Kane, the No. 1 pick in the 2007 Entry Draft, also aims to be more consistent from game to game and pick up the intensity in the defensive zone -- something critics have harped about ever since he entered the League.
"There was times last year where I had good stretches and runs, but I think the year before I probably controlled games a little bit more and had the puck on my stick a little bit more," said Kane, who is still wearing a protective brace on his wrist as a precaution. "An elite player, in my mind, is playing well defensively in my own end, trying to get a lot of takeaways, scoring more goals on the power play, having the puck a lot throughout the game -- every game -- and just being more consistent. I don't want to have the ups and downs that I've had ... pretty much throughout my four years. I want to be consistent throughout the year. It's more than (scoring) points. It's more about controlling the game and creating more chances."
Is this the same Patrick Kane that people in Chicago have come to know in the previous four seasons? Is this the same guy who seems to have his own section on gossip Web sites?
Yes and yes.
While Kane hasn't said he's a changed person off the ice, his actions since last season ended have said a lot on their own. He hasn't joked around as much with reporters during interviews lately, and his work in the weight room was evident by how he looked at the Hawks' fan convention in July.
Kane said his conditioning hit a snag at that point because of the surgery he had the following week, but it's hard to miss his renewed focus and intensity heading into this season. It's to the point where Blackhawks officials have already talked with him to explain why they want him to take it a little slower than he'd like to start the preseason -- possibly even missing a couple of exhibition games. Kane said if it were the middle of the season he'd probably be playing, but the cautious approach is the one they want him to take for now.

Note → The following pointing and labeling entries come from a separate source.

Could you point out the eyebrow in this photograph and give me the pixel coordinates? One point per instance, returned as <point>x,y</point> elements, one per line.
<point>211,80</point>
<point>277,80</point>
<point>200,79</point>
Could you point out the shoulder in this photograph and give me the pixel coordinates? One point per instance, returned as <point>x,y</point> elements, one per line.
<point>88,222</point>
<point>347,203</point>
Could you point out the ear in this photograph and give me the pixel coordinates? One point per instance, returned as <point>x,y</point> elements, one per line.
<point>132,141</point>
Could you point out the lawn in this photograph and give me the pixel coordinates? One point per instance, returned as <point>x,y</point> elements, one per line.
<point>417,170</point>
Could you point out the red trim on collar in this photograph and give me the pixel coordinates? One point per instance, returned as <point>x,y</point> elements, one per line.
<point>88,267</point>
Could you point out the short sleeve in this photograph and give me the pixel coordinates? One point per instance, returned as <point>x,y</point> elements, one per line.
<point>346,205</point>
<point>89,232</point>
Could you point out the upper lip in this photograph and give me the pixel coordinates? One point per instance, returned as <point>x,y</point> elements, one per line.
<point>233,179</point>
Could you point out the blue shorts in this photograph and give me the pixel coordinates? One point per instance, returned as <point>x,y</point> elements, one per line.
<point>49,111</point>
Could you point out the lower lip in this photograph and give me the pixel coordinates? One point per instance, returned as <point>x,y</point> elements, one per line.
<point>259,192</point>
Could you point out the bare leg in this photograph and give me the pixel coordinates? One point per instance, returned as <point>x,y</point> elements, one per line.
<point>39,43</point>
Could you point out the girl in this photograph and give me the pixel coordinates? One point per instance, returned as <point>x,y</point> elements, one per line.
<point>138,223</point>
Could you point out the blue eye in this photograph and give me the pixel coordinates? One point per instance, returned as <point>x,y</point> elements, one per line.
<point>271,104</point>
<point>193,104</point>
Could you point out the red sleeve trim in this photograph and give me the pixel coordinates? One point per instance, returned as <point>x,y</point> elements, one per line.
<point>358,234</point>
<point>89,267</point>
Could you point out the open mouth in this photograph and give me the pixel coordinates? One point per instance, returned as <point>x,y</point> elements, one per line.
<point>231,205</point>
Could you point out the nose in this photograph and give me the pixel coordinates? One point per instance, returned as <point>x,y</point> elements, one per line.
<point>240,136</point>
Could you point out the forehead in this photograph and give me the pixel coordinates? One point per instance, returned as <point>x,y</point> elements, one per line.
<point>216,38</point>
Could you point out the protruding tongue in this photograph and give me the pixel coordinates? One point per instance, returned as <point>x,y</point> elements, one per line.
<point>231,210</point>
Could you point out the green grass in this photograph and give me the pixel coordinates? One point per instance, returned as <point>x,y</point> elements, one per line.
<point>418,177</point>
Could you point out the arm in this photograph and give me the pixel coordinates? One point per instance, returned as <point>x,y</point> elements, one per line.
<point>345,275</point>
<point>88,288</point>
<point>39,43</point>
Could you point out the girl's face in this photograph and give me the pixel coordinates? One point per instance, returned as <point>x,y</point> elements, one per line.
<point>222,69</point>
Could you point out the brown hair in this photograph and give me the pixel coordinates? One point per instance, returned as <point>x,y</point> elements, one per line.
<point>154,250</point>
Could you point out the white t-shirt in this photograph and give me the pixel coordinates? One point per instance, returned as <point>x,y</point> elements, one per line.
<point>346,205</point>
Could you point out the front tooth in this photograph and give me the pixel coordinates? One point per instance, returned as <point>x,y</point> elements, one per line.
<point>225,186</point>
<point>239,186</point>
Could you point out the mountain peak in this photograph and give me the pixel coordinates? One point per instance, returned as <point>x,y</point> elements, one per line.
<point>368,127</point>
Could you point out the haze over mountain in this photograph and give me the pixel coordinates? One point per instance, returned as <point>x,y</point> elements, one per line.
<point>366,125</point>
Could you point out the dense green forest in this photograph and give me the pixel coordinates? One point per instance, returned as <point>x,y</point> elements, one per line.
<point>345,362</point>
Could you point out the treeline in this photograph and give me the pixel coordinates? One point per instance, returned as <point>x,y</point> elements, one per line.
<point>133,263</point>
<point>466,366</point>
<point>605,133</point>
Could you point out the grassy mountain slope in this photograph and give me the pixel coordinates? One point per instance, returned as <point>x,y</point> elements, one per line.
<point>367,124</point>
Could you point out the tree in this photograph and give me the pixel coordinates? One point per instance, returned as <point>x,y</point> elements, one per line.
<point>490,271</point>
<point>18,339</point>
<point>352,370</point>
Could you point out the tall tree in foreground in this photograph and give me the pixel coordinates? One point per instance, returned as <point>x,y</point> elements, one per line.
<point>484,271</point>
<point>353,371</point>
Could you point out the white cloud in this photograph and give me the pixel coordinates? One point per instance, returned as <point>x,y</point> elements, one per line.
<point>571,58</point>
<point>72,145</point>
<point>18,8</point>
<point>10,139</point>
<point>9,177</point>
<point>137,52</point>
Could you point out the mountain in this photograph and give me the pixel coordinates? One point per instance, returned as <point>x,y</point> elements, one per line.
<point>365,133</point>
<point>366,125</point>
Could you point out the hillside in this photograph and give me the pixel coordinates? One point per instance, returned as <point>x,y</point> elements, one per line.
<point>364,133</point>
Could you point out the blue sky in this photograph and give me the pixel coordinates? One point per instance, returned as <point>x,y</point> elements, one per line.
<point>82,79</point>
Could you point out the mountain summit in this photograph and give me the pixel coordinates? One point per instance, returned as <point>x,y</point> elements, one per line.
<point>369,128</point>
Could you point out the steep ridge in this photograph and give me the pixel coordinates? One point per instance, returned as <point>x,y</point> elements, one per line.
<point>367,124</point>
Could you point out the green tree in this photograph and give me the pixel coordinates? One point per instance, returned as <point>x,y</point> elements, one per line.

It's not of his own choosing, however.
What he can do, said Bowman, is something that not many players in the League have the natural ability to do. Simply put, Kane can dominate a game.
"When you hear a young player who's achieved what he has, say that he wants to be even better -- that just goes to shows you the motivation he has to be the best in the League," Bowman said. "For a player like Patrick, he's an offensive player, so that would translate into being even more dominant than he is. He plays his best under pressure, so when he says he wants to get to the next level it would be just to (become) dominant in every game. If he puts his mind to it, I would bet he's going to achieve that."
If he does, it can only mean good things for the Hawks -- who used their lengthy summer break to heal wounds, add some veteran faces to the locker room and come back recharged for another run at the Cup. If Kane is out front helping captain Jonathan Toews lead the charge, Chicago should be an elite team in the Western Conference once again.
That's the most exciting part for Toews when asked about Kane's motivation boost.
"It's great to hear him talk about taking strides," Toews said, smirking. "He's growing up ... our little Kaner. That's good."
The comment brought about some chuckles, but the more Toews talked about it, the more it became apparent just how similar he and Kane actually are -- at least in their competitiveness.
"I'm sure a lot of people out there consider (Kane) an elite player already, but for a guy like him -- and even myself -- we've been in the same boat for four years now," said Toews, 23, who was taken third overall by Chicago in the 2006 draft. "There's a lot of things out there that motivate certain players to bring their game to the next level. For the two of us ... it's not about all that other stuff. To us, it's hockey. It's been the same way all our lives and up to this point we've always wanted to be the best out there. So, obviously he's got that same motivation that he wants to take his game up to the next level."
Look out for Chicago if he accomplishes the goal.
"At the end of the day, the most satisfying thing in this game is when your team has success," Toews added. "But there's always that drive to better yourself ... and at the end it only helps your team."
That's what the Hawks are banking on.